Operating System - HP-UX
1847499 Members
5553 Online
110265 Solutions
New Discussion

Keep losing device path of SAN tape drives

 
SOLVED
Go to solution
Coolmar
Esteemed Contributor

Keep losing device path of SAN tape drives

Our IBM tape drives are attached to our SAN. We run TSM backups as well as LAN-Free backups. The problem that we are having is that after any power outtage or SAN issues, the tape device paths change. Then we have to go through a very involved process to set the device paths back and it usually involves the server being rebooted after hours. Does anyone have any idea why this would keep happening or what we can do to fix it?
26 REPLIES 26
Coolmar
Esteemed Contributor

Re: Keep losing device path of SAN tape drives

The san folks are suggesting we setup "persistant bindings" for the HBA - I am not sure that will fix our problem because it is not just the HPs that are having the problem...all the servers are. Anyway, we still should test it. Does anyone know how to setup persistant bindings?
Steven E. Protter
Exalted Contributor

Re: Keep losing device path of SAN tape drives

Shalom,

Its probably happening due to instability of the SAN, perhaps LIP storms and other kinds of fabric network congestion.

You might want to look at the SAN and analyze it.

It could also be due to SCSI device conflicts, driver issues on the Fiber cards, bad fiber cards or an intermittant problem on the tape hardware.

SEP
Steven E Protter
Owner of ISN Corporation
http://isnamerica.com
http://hpuxconsulting.com
Sponsor: http://hpux.ws
Twitter: http://twitter.com/hpuxlinux
Founder http://newdatacloud.com
Coolmar
Esteemed Contributor

Re: Keep losing device path of SAN tape drives

Unfortunately we have "san people" who are the only ones allowed to look at the SAN. I doubt there is a FC card problem as this happens on each and every server each time the SAN is rebooted.
Solution

Re: Keep losing device path of SAN tape drives

Sally,

There's no such thing as 'persistent binding' for HP-UX - you only get this on windows and other OS's that track FC devices by WWN.

HP-UX tracks FC devices by domain and FCID. If the FCID of the device changes, or the domain the device is plugged into changes then the device path will change.

Domains and FCIDs are the responsibility of your SAN team - push the issue back to them...

For example - if the FC switches are Cisco, it's possible for FCIDs to be non-persistent across switch reboots - also some FC/SCSI muxes used in tape libraries can choose a different FCID every time they are restarted.

HTH

Duncan

I am an HPE Employee
Accept or Kudo
TwoProc
Honored Contributor

Re: Keep losing device path of SAN tape drives

It could be that when you're having SAN problems someone is rebooting/fooling with the tape robots incorrectly. We used to get this same behavior when an admin would reboot the tape library incorrectly after a SAN episode. This was due to the fact that the fiber interface controllers (blade runner, etc) were left "up" while the tape drives were put off line (while shutting down). Or, it also occurrs when the library was brought back up and not waiting for the drives to come fully up before turning on the fiber interface controllers (blade runner or fiber to scsi interface cards, boxes, etc). This usually made the interface controller start reassigning luns to things.

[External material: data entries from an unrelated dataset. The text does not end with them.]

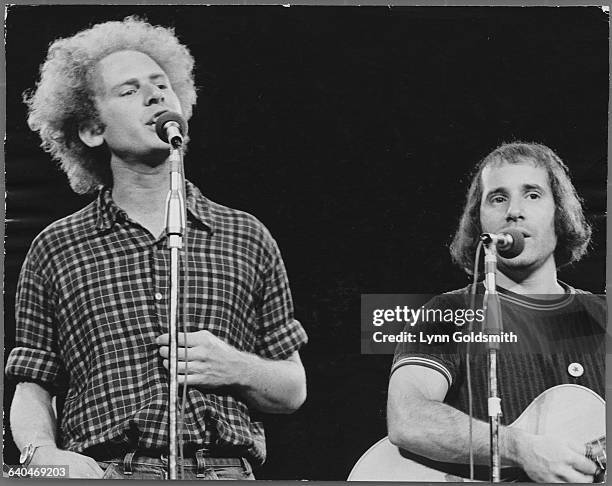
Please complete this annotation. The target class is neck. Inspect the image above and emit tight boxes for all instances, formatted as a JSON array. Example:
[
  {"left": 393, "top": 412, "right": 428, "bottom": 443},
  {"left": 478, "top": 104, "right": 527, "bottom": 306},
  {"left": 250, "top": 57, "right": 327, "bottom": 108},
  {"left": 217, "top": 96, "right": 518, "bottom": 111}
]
[
  {"left": 110, "top": 158, "right": 170, "bottom": 214},
  {"left": 495, "top": 256, "right": 564, "bottom": 295}
]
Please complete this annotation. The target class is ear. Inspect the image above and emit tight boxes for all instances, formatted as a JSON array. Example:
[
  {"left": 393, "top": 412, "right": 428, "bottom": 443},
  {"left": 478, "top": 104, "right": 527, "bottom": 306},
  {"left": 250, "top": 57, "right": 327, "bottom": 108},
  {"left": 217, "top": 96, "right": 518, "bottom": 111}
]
[{"left": 78, "top": 122, "right": 105, "bottom": 148}]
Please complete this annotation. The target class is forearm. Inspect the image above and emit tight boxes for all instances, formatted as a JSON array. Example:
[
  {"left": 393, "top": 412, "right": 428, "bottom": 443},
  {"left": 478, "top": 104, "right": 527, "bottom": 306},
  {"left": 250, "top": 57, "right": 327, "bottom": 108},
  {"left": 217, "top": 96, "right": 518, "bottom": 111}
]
[
  {"left": 10, "top": 382, "right": 57, "bottom": 450},
  {"left": 10, "top": 382, "right": 105, "bottom": 477},
  {"left": 158, "top": 331, "right": 306, "bottom": 413},
  {"left": 387, "top": 367, "right": 597, "bottom": 482},
  {"left": 235, "top": 351, "right": 306, "bottom": 414},
  {"left": 388, "top": 396, "right": 520, "bottom": 467}
]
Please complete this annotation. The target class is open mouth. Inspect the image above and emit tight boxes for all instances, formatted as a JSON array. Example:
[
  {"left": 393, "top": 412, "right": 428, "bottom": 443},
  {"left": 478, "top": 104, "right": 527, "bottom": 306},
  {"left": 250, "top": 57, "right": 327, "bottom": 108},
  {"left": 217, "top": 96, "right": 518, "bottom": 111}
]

When rebooting the library - trying turning on the tape drives first, and letting them spin up and check themselves out fully before turning on all of the brainier parts of system - if you can.

To prevent this from occuring again we've taken the following steps:

Go to the tape library and document what drive assignments are made to what virtual devices (LUNS if you will) and print that out and tape it to the inside or outside of the library. Be familiar with how to make changes to this and be able to quickly put them back.

Create our own devices with the mknod command, exactly like the major and minor numbers that were created by insf, calling them something unique, for example for yourself you could use: ibmtlib_d1, ibmtlib_d2, ibmtlib_d3, etc.

Create symbolic links like "D1" and make them point to actual drive device we created. This gives us a nice "handle" we can assign to whatever we need in DataProtector (in your case TSM), without having to reconfigure the software each time we have an event.

Create our own device for the above for the robot interface, "ibmtlib_robot" would work nice.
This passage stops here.